When his deal with Liverpool expired, Pelosi knew that he needed both a change of scenery and a place where he could play. But most of all, he just wanted to go home.

The San Jose Earthquakes claimed Pelosi’s rights through Major League Soccer’s Allocation Ranking List in July 2015, and it seemed like a perfect fit at the time. Pelosi grew up in the area, and he felt like then-head coach Dominic Kinnear believed in him.

After joining the Quakes midway through the 2015 season, Pelosi made 12 appearances, including seven starts, and generally felt like he was playing the best soccer of his life.

Then the injury bug came back, this time in Pelosi’s other leg.

Pelosi suffered from chronic tendonitis in his left knee, and the injury wiped out his entire 2016 season. In 2017, he made four appearances with San Jose’s USL affiliate, but it was clear he wasn’t the same player he used to be, and that he never would be.

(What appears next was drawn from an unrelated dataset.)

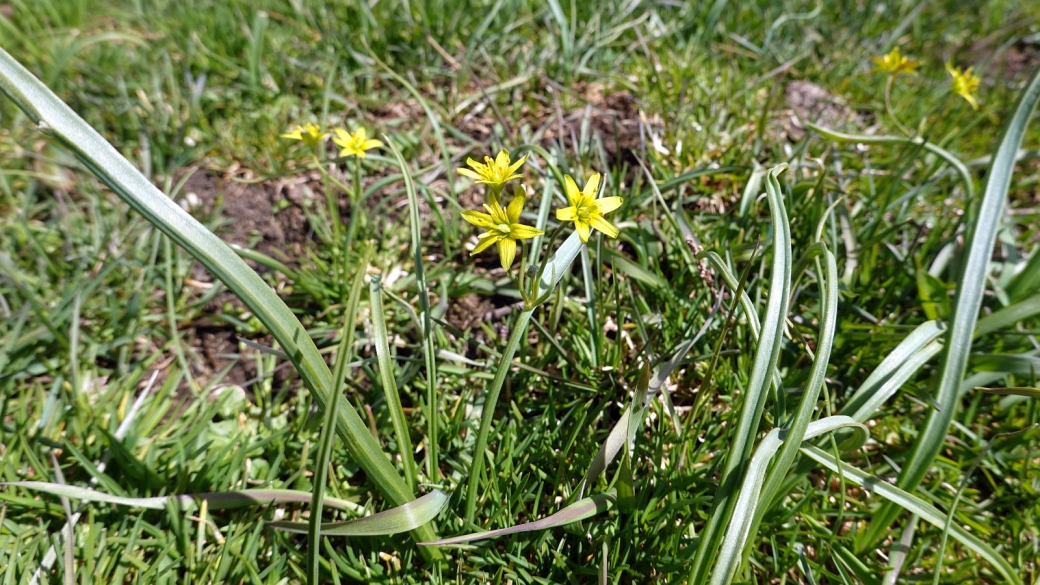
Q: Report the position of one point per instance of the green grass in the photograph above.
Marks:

“It took the joy out of the game, you’re not explosive anymore, you’re playing with pain, you’re always constantly aware of your knee,” Pelosi said. “I was just physically and mentally drained and not doing well, and I was like, ‘I need to just call it and live my life,’ because there’s more to life than just soccer.”

Moving on

There’s an alternate timeline where Pelosi never breaks his leg the first time, and it took time to stomach that. Right before the game where the injury occurred, he was invited to a camp for the U.S. U-20 team, but Liverpool refused to let him leave. There’s always the thought that if the club had let him attend the camp, he never would have broken his leg and would have gone on to a much longer, more successful career.

But a significant part of Pelosi’s time in Park City has been about finding peace and moving on from what could have been. Life in the mountains has made him realize that there was always more to life than just soccer.

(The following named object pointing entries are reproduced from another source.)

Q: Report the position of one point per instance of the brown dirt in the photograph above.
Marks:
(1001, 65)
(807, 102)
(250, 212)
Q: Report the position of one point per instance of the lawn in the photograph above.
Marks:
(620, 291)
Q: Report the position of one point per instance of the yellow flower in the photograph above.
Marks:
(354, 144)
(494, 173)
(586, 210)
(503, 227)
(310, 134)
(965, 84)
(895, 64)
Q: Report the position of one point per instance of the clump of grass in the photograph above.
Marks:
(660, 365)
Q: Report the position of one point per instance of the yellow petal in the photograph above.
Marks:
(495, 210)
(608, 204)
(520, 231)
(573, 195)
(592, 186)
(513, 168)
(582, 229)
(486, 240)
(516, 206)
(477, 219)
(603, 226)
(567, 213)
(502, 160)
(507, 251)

“I think as cheesy as it is, everything happened for a reason,” Pelosi said. “You know, where I am today, I’m happy where I am. It’s not easy what happened, and a lot of my friends are still playing at the high level. But I still get to enjoy soccer in my capacity, enjoying my life mountain biking and skiing.

“But yeah, you know, there was definitely a trajectory I would have been on if I didn’t break my leg, and I guess the sky was the limit for that.”